Since there are a large number of teams that compete, we can not allow a team to switch their assigned event slots.

What if there is a scheduling conflict?


Teams often contact us when this happens to ask if we can allow for a schedule change because they have an event conflict. Every team will have a scheduling conflict. We do not allow changes to team numbers or to event times prior to the competition. If a student has a conflict, they should be reassigned to a different event.

Can I have multiple teams a from a single school?


Yes. A school can have as many teams as they would like from a single school, but each team must have a coach (that is not coaching more than one team) and must pay a separate registration fee.

Can I form a team with students from other schools?


No. Superteam formation is not permitted. This is defined as a team in which students from multiple schools are placed onto a single team. National rules prohibit this.

Can Homeschools and Private Schools compete?


Yes! Homeschools must follow our homeschool policy that generally states that the students must not already be in a private or public school and all the students must live within two contiguous counties. In terms of our Science Olympiad competition, private and public schools are equivalent.


Note that organizations that are comprised of students from various schools are not permitted to compete as a team. Those students must be part of a team from their home school

How do I read the rules?


The rules are complex! Mystery Powders is an event that requires students to conduct a laboratory activity. The activity that the students will encounter in the event competition is not defined explicitly, but the general concepts that will be tested are written in the rules. The students should study and prepare materials based on the concepts outlined in the rules. The rules also define items that MUST be brought (these are required items, such as googles or aprons) and without them, the students are not allowed to compete. In some cases, the rules might define items that SHOULD or MAY be brought. These are items, such as a binder of information, pens, pencils, calculators, that are not required, but it will certainly impair the students' ability to perform at high levels should they not have them.

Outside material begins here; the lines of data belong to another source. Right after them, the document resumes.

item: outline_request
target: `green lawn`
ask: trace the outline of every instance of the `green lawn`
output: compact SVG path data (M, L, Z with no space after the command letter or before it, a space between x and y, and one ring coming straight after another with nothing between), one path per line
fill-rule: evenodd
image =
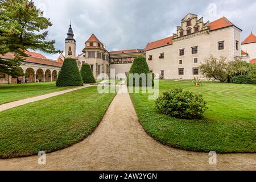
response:
M72 88L73 87L57 87L55 82L0 85L0 104Z
M94 131L114 96L89 87L1 112L0 158L49 152L81 141Z
M100 83L104 81L104 80L96 80L96 83ZM109 82L110 82L110 81L112 83L114 82L115 84L118 84L119 82L122 82L123 81L123 80L109 80L108 82L109 83Z
M160 114L148 95L130 94L140 122L156 140L172 147L218 153L256 152L256 85L212 82L192 86L190 81L160 81L160 92L174 87L202 94L209 109L201 120Z

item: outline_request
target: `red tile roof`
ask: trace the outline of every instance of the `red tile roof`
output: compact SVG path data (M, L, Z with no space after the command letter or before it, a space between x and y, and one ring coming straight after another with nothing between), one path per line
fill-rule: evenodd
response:
M40 54L39 53L30 52L30 51L26 51L25 53L27 55L28 55L30 56L35 57L38 57L38 58L42 58L42 59L47 59L43 55L42 55L42 54Z
M256 36L251 32L251 34L242 42L242 44L253 43L254 42L256 42Z
M34 57L28 57L24 61L28 63L37 63L39 64L44 64L56 67L61 67L63 64L63 63L58 63L57 61Z
M212 31L232 26L234 26L234 24L225 17L222 17L210 23L210 30Z
M121 50L116 51L110 51L109 53L110 55L117 55L117 54L122 54L122 53L138 53L143 52L143 49L129 49L129 50Z
M242 55L247 55L247 53L243 51L243 50L241 50L241 54Z
M210 30L213 31L222 28L225 28L234 26L234 24L229 22L225 17L222 17L215 21L210 23ZM163 46L172 44L172 36L170 36L163 39L156 40L147 44L144 51L148 51Z
M101 43L101 42L96 38L94 34L92 34L90 37L89 38L89 39L86 42L98 42L100 43Z
M14 57L14 53L12 52L8 52L5 55L0 55L0 58L3 59L11 59Z
M37 53L35 52L29 52L30 53L32 53L32 54L30 54L30 56L26 59L25 60L24 60L24 62L27 62L27 63L36 63L36 64L43 64L43 65L47 65L49 66L53 66L53 67L61 67L63 63L58 63L57 61L52 61L50 60L48 60L47 59L44 59L42 57L36 57L32 56L32 55L40 55L40 53ZM9 52L7 53L6 53L4 55L0 55L0 57L2 59L13 59L14 57L14 54L11 52Z
M250 64L256 64L256 58L253 59L251 60L250 61Z
M156 48L171 45L172 44L172 36L170 36L167 38L149 43L144 49L144 51L149 51Z

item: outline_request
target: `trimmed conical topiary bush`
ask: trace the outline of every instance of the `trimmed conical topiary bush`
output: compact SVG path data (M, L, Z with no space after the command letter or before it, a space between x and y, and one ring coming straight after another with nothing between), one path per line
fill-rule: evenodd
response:
M65 59L56 86L71 86L83 85L76 60L73 58Z
M83 64L80 72L84 84L94 84L96 82L96 81L93 77L93 73L89 64Z
M135 85L136 82L134 81L134 79L133 79L133 81L129 83L129 75L130 74L135 74L138 73L139 76L141 76L141 74L145 74L146 77L146 82L142 82L142 77L139 78L139 86L154 86L154 78L152 77L152 74L150 73L150 69L148 68L148 65L147 65L147 61L146 61L146 58L144 57L140 56L135 58L134 61L133 61L133 64L131 65L131 69L129 72L129 74L128 74L127 76L127 85L128 86L139 86ZM148 74L150 74L150 78L151 79L148 79ZM151 81L150 81L151 80Z

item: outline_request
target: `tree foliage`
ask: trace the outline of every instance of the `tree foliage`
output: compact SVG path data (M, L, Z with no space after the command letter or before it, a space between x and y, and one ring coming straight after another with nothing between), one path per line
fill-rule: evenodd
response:
M34 2L28 0L1 0L0 2L0 54L14 53L15 59L0 60L0 72L12 75L27 57L25 50L38 49L55 53L54 40L47 41L52 24L42 15Z
M254 64L254 68L248 73L248 77L256 84L256 65Z
M83 64L82 65L82 68L81 68L80 72L84 84L94 84L96 82L96 81L93 77L92 69L90 69L90 67L89 64Z
M127 77L127 85L129 86L139 86L135 85L135 81L133 80L131 85L129 83L129 75L130 74L138 74L139 76L142 75L142 74L144 74L146 77L146 83L143 83L143 79L140 77L139 78L139 86L154 86L154 77L152 74L150 73L148 65L147 65L147 61L146 61L146 58L143 56L139 56L135 58L133 61L133 64L131 65L131 69L129 71L129 74L128 74ZM151 81L150 81L150 80Z
M204 63L201 64L199 69L206 78L214 78L221 82L228 81L226 72L227 64L224 57L218 59L211 55L205 60Z
M226 57L219 59L211 55L201 64L199 69L201 73L207 78L214 79L221 82L231 81L233 77L247 75L253 66L242 57L235 57L234 60L228 61Z
M76 60L73 58L66 58L62 65L56 85L71 86L83 85Z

As you read the rules, you may notice that some words are bolded. The words are bolded to indicate that there is a change in wording from the previous year.


In every case, examine the scoring section. This section contains clues on what is important and what is not. It also contains the relative weight of items that will be scored. This will help you determine what is important and what is not.


In the case of the building events, there are often two sections: A Construction Section and a Competition Section. While we do everything they can to communicate construction parameters clearly, confusion does occur. At times, items in the competition section can impact how the device is built, even if a criteria is not specifcally listed in the construction section.


Finally, keep this rule in mind: "If it is not specifcally forbidden in the rules, it is allowable as long as it does not violate the spirit of the rules" Now this appears to be a "gotcha" rule doesn't it! But it is not really. It just means that you should use common sense in interpretting the rules. If it feels like it could violate a rule, contact the tournament director and discuss it so that students are not inadvertently disqualified.

What is an impound event?


This is found in the rules at the top and will show "Impound: Yes." Events that state they must be impounded require that a student from the team drop off the prebuilt device in the morning before all the event time blocks begin. The event supervisor will inspect the device for construction violations and then the students will return at their assigned time to compete with the device. This is designed to prevent teams from seeing what others have done and then make last minute modifications that would benefit a team that may be competing later in the day.